Have you specifically examined Western Sydney? There are some very strong opinions from people in that area.

BURKE:

Yeah, and when you look at the grid-lock each morning and each afternoon that you can get in different parts out here, you look at some of the challenges trying to get a seat on a train. But you can understand why there is a view in many areas out there of well, hang on, if you're putting more people, exactly where would you do that? And...

SPENCER:

But the geographic space is there. The square kilometres where there aren't currently people living is there in Western Sydney. The problem is the roads and the sewerage and the paths and the other community structures, isn't it?

BURKE:

Depends. There's a few issues going on out here, Adam. The issues you refer to is part of it. There's also issues out there for where would further urban sprawl go?

And there's some particular concerns from communities if we were to lose a whole lot of the fresh fruit and veggie markets where we've got food being grown in that final belt before you get to the Blue Mountains.

So the issues that you raised, yes, they are absolutely relevant but I do think there's more to it than that.

SPENCER:

Kelvin Thomson, the Federal Labor MP, last year floated a plan to cap the population at 26 million. Now I know it would be fruitless trying to drag a figure out of you this morning, Minister Burke, but is there any chance that a stabilisation of population in the low to mid 20 millions could be an option for Australia?

BURKE:

I think as long as we've got a mining boom going on, there's going to be a particular demand for skilled migration and skill shortages needing to be filled. It's also the case that whenever people talk about a cap - we had a natural growth of population in Australia. There's natural growth going on as well.

So I do think when you start setting artificial caps, inventing a number and say that will be it and there will be no more, that you're on policy ground that when you start saying how would you actually deliver that, it's pretty difficult terrain.

SPENCER:

Dick Smith, for example - his thoughts on this are quite strong and well-communicated. He said if the population grows beyond 26 million people, the nation could struggle to feed itself.

BURKE:

Yeah, I don't believe that's true. I don't believe that's true. As you know, in my other job, I'm responsible for agriculture policy in the country and we export 60 per cent of what we grow.
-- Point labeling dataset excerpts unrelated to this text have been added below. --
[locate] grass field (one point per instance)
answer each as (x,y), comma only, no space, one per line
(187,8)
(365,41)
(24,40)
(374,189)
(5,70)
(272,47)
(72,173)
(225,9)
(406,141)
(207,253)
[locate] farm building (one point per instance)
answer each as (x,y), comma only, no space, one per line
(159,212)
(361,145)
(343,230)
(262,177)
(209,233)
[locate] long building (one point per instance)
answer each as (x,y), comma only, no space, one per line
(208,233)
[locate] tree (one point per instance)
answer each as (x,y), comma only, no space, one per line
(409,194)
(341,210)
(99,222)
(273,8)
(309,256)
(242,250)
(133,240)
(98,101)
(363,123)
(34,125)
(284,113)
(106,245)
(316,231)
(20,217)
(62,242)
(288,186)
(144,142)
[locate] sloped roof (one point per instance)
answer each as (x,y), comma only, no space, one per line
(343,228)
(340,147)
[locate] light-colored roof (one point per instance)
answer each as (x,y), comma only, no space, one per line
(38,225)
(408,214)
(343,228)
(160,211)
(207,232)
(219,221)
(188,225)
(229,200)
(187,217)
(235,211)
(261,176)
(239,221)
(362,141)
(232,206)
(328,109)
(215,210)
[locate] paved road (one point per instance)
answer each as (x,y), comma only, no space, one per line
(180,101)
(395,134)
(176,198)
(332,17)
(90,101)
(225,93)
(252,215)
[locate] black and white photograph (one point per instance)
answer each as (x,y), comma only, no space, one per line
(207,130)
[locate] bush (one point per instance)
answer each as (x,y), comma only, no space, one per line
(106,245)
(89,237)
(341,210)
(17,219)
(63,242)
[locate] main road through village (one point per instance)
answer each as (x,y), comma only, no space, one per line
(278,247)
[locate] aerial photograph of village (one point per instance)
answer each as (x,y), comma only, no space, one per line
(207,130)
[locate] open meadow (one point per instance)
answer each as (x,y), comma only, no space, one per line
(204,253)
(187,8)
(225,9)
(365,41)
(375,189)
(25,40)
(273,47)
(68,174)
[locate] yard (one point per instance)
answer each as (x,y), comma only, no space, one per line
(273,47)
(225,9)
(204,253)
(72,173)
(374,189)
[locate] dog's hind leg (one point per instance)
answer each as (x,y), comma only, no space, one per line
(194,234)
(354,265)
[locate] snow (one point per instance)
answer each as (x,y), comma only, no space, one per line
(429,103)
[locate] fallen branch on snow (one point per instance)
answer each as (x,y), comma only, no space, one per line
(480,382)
So, you know, issues of wanting to have fresh food supply and things like that, in terms of your urban planning, all of that's relevant. But to start claiming we'd run out of food, I don't think you can find figures to justify that.

SPENCER:

I'm talking with the new Minister for Sustainable Population, Tony Burke. And Mr. Burke, one of your other unofficial jobs is also Labor Party power broker. Your name was mentioned...

BURKE:

[Laughs]

SPENCER:

...as quite a significant player. But when the machinations were being performed last week, some people said that your calling Julia Gillard and urging her to move was a significant factor in those discussions.

Did you call the then Deputy Prime Minister and urge her to go forward?

BURKE:

Well, first of all, the description you've applied to me, I certainly don't think that one stacks up.

SPENCER:

Sustainable power broker.

BURKE:

With Julia, I won't go through private conversations, but I had formed a view that we would be a better government if Julia was Prime Minister of Australia. I think that's true and I'm very glad that I told her that.

SPENCER:

Okay, thank you very much for your time this morning.

BURKE:

Good to talk to you, Adam.

SPENCER:

Tony Burke there, the Minister for Sustainable Population. Our number's 1300 222 702 if you have thoughts on the subject.